2.6.14

Parecemos putos


Linda Martini, "Juventude sónica", in https://www.youtube.com/watch?v=2AjSAzjv1Vg
Mandemos tudo às urtigas. Recuamos no tempo – ou, ao menos, façamo-lo ecoar como se ele fosse repristinável. Corremos como loucos pelas ruas. Não importa que estejam habitadas por uma multidão, que a coragem é menor se elas estiverem ausentes de gente. Mergulhamos na fonte no meio da praça, caso esteja calor e os corpos peçam água. Embriagamo-nos no vinho que desce célere pelo copo. Insultamos os notáveis que se cruzarem connosco e depois fugimos da polícia. Colamos papéis subversivos à porta dos sindicatos. Passamos uma rasteira aos financeiros engravatados que vão a caminho do almoço, elucubrando sobre os mercados como se só houvesse juros e rendimentos.
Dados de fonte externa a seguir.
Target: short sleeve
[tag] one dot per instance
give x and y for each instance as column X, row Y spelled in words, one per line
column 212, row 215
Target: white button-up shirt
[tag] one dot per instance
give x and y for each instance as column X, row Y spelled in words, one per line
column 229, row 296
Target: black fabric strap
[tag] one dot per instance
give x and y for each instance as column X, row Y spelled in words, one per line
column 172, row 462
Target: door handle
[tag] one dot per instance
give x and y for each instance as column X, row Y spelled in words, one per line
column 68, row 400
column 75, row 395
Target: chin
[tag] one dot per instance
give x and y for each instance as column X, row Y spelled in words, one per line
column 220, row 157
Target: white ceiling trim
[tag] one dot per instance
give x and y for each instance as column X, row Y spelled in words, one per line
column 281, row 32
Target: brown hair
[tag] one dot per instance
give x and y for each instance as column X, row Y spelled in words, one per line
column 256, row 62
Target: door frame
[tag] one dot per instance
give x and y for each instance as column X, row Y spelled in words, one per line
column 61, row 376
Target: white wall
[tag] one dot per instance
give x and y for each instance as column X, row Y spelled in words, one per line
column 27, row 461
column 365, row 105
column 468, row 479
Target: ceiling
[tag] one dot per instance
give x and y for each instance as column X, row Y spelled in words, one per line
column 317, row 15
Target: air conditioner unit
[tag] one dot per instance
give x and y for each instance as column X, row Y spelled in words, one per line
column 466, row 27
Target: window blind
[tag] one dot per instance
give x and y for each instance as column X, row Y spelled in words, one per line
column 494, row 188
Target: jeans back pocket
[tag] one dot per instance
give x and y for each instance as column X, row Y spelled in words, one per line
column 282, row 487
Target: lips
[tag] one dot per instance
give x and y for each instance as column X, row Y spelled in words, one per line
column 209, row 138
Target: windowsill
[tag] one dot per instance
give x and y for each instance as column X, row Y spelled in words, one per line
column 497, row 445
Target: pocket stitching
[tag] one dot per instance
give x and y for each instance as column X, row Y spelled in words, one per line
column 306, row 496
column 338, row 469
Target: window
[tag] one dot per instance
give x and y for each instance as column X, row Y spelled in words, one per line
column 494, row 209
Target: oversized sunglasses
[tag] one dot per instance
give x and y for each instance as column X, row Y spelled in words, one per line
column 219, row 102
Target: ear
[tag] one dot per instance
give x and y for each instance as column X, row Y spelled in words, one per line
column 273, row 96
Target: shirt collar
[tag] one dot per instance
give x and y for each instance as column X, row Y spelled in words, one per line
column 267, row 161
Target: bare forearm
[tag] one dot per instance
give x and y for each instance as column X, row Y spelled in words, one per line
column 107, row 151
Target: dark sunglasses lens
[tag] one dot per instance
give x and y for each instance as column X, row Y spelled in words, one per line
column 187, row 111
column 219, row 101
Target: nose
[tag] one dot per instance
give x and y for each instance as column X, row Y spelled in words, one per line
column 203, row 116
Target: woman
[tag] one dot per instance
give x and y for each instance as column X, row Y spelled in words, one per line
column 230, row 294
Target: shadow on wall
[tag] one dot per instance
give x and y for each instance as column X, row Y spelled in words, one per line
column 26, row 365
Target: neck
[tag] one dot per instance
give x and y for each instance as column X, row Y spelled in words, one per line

Afocinhamos numa festa frívola, onde está quase toda a “gente bonita” e nós, propositadamente desleixados só para destoar, mantemos um animado diálogo sobre o métier que inventámos pela ocasião (lixeiros). Não deixamos o pregador de religião fazer a sua função, proclamando um discurso inane em cima do dele. Sentamo-nos numa esplanada bem frequentada e discorremos sobre a filosofia estruturalista, sem perder de vista Nietzsche que bem avisou que o suicídio é a consolação da existência (e notamos que quase ninguém percebe esta lição). Apanhamos um táxi, desfazemos as teorias boçais do condutor e, no fim da corrida, pagamos com moedas de um cêntimo. Vamos a uma vernissage tomar o jantar, convivendo no jantar volante com a “nata” da sociedade local que nos olha com desdém (e antes de sermos descobertos, que não daríamos esse prazer aos mastins de serviço, fomos de abalada). E voltamos a correr pelas ruas, como se estivéssemos a fugir do pânico, os rostos na posse de um sorriso rasgado a mostrarem como se adestra a alegria (e a ensinarem a fugir do pânico). Ao fim da noite, os corpos já extenuados de tanta folia, repousamos com o mar por diante. Consolados: pois não fomos assaltados por interrogações, nem partimos em demanda de respostas, nem ficamos reféns de vontades que não as nossas, nem procuramos entoar palavras que medram aleivosias alheias. O arremedo de meninice não pretendeu retardar o envelhecimento inato. Foi um devaneio momentâneo. Um recuo, para tomar lanço para a aventura do futuro.